Atomas is a science themed puzzle game available on IOS and Android. The goal is to get the highest score by combining elements. Atomas was developed by Sirnic Games, and released on February 24, 2015.

Gameplay 
The game begins with six atoms, usually hydrogen, helium and lithium (which have low atomic numbers) in a circular game board, unless the player has a special power equipped which makes the game start at magnesium, aluminum, and silicon. At the center, there is an atom which when the player taps moves to where they tapped. Sometimes there are plus or minus orbs (signs) in the center of the board instead of an atom. The plus orb allows the player to combine two like atoms into an element with a greater atomic number. Chain reactions can be formed by having the same atoms on either side of where the player places the plus orb. The minus orb allows the player to move an atom to a different location of the board or be converted into a plus orb if the player chooses. Occasionally there are black plus orbs (Dark Plus) which spawn with a 1/90 chance after a score of 750 and allow the player to combine two unlike atoms (opposed to two like atoms with the regular plus orb). Additionally, neutrinos spawn with a 1/60 chance after a score of 1500, and makes a copy of any orb on the board that you choose. Lucky charms are unlocked as the player advances and grant bonuses such as increasing the number of plus atoms. The game ends when the game board is full and can no longer place any new elements.

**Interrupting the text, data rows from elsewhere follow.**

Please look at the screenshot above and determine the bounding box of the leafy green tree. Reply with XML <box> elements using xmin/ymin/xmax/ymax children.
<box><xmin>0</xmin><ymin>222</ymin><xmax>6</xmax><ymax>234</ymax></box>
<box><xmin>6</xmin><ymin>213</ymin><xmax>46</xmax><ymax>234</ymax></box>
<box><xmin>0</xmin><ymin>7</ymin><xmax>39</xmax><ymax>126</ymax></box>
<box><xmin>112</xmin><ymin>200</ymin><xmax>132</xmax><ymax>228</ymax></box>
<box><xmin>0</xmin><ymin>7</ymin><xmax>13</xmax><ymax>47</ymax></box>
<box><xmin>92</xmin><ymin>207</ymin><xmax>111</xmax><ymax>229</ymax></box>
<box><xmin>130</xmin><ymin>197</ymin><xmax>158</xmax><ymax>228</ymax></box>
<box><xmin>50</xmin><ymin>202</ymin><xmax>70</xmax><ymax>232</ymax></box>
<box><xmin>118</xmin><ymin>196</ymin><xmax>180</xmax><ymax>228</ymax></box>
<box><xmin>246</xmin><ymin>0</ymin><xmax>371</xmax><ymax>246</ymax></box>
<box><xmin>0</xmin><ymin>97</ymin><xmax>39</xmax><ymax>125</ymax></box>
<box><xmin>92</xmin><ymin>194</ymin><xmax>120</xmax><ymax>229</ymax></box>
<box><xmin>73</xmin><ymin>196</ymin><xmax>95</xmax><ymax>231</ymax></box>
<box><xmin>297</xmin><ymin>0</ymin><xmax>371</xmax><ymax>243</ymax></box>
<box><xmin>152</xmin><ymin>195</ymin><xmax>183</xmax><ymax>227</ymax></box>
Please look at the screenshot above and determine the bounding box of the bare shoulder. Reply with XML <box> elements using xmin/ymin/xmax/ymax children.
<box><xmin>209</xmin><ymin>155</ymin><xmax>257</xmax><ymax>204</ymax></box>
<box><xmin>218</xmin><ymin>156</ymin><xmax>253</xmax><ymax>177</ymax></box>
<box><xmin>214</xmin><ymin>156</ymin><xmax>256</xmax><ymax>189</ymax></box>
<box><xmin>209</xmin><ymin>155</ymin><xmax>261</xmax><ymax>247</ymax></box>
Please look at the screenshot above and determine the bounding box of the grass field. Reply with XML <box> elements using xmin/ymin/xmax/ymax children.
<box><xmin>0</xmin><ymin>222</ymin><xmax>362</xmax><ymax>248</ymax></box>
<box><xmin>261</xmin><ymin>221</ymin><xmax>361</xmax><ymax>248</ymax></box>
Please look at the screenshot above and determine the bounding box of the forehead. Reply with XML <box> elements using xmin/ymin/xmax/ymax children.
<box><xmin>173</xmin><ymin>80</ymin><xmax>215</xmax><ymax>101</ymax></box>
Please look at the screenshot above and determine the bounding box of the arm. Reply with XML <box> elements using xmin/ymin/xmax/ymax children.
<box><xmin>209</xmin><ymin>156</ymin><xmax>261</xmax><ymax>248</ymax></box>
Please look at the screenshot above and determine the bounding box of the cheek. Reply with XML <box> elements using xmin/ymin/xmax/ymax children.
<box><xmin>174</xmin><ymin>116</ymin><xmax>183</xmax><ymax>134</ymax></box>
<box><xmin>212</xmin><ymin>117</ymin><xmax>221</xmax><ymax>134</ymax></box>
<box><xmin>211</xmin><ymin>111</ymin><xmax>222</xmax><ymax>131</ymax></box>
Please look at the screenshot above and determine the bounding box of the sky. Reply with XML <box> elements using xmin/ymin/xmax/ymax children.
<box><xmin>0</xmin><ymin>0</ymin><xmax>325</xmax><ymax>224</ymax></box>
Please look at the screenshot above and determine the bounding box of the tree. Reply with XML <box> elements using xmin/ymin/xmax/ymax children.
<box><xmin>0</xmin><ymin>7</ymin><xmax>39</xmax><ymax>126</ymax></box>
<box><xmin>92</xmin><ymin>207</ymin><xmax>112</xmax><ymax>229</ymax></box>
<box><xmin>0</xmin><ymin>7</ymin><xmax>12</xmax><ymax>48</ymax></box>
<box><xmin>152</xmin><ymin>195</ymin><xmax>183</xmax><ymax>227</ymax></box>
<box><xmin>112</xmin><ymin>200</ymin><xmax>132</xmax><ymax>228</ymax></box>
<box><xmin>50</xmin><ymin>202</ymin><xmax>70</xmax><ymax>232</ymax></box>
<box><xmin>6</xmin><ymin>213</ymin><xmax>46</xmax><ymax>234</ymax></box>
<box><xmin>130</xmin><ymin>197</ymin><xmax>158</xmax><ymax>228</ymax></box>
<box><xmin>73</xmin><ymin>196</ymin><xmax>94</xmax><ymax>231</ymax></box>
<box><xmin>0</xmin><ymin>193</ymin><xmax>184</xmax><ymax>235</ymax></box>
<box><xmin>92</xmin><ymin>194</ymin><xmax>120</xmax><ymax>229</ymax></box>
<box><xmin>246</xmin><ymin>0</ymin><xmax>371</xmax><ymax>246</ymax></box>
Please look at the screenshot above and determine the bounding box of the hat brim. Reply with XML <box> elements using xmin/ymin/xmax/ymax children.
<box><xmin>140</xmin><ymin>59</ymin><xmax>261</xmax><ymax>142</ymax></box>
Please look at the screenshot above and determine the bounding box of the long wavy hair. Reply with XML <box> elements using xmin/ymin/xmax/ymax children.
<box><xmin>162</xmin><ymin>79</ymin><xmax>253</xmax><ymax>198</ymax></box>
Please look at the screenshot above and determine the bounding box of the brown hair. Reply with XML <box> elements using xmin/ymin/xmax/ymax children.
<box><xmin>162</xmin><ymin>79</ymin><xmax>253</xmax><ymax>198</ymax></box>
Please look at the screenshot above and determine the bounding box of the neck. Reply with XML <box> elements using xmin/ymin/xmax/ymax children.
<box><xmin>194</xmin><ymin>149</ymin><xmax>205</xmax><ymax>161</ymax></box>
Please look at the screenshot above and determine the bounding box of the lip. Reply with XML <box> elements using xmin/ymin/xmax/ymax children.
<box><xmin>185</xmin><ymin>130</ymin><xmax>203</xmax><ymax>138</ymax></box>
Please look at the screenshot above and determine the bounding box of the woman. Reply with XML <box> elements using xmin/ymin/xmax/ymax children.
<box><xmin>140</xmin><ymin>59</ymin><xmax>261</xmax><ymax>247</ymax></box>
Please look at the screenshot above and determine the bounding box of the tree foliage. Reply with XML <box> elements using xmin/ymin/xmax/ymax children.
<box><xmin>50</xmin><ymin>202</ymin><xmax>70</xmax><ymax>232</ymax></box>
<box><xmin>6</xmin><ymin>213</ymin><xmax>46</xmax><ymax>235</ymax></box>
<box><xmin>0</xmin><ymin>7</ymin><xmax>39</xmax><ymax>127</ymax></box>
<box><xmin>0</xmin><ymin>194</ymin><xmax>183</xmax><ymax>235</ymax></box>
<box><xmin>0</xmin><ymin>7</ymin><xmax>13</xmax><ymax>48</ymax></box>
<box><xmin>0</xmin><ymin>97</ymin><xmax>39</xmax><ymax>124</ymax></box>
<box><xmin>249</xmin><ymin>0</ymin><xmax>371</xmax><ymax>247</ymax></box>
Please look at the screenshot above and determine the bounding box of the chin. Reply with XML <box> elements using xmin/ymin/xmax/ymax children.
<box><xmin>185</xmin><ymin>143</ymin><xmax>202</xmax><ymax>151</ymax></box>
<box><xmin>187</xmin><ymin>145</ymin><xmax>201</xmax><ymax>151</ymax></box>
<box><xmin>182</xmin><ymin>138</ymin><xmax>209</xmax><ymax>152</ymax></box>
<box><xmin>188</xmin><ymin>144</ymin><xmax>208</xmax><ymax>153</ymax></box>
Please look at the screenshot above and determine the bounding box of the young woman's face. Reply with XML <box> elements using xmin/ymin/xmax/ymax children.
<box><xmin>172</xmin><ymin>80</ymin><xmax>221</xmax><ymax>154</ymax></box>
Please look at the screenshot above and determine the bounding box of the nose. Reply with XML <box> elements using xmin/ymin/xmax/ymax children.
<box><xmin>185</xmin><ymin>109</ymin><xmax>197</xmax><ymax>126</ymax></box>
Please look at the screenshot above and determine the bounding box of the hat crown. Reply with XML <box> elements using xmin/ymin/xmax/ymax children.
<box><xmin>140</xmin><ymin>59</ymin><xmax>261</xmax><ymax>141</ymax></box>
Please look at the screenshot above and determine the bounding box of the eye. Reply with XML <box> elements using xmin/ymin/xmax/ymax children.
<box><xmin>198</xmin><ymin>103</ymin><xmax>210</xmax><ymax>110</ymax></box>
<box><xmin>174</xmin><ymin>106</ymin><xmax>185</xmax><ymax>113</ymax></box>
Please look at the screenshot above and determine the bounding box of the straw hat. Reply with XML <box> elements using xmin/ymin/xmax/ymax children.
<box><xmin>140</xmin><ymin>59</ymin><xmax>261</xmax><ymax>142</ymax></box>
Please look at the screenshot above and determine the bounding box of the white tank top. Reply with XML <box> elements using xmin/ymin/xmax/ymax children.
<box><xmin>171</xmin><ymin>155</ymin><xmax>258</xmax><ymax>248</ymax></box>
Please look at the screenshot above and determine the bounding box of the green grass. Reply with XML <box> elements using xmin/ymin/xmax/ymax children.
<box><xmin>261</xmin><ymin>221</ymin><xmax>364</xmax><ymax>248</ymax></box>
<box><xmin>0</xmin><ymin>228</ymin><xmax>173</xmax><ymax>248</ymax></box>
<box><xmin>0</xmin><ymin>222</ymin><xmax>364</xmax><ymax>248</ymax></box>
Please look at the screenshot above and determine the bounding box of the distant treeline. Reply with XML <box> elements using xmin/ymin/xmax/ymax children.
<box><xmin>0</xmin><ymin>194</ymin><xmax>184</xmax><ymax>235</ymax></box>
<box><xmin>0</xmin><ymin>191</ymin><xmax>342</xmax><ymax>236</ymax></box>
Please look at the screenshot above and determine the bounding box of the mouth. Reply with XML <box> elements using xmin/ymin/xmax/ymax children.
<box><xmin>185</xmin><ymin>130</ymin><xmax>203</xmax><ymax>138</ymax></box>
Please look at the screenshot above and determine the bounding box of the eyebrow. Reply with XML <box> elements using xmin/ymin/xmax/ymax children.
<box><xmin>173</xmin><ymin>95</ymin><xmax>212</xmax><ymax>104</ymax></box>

In addition to the Classic game mode as described above, there are also Time Attack, Zen and Geneva modes. In the Time Attack mode the player has to create the biggest element you can in a certain amount of time, and combining elements grants you more time. In the Geneva mode, instead of pluses the player receives Luxons instead. The player can shoot a Luxon at any atom and that atom will become a plus on the next round. In the Zen game mode, there is a 50% chance of the last atom before the game ends is a plus.

There is also antimatter which can be bought through an in-app purchase which clears half of the board.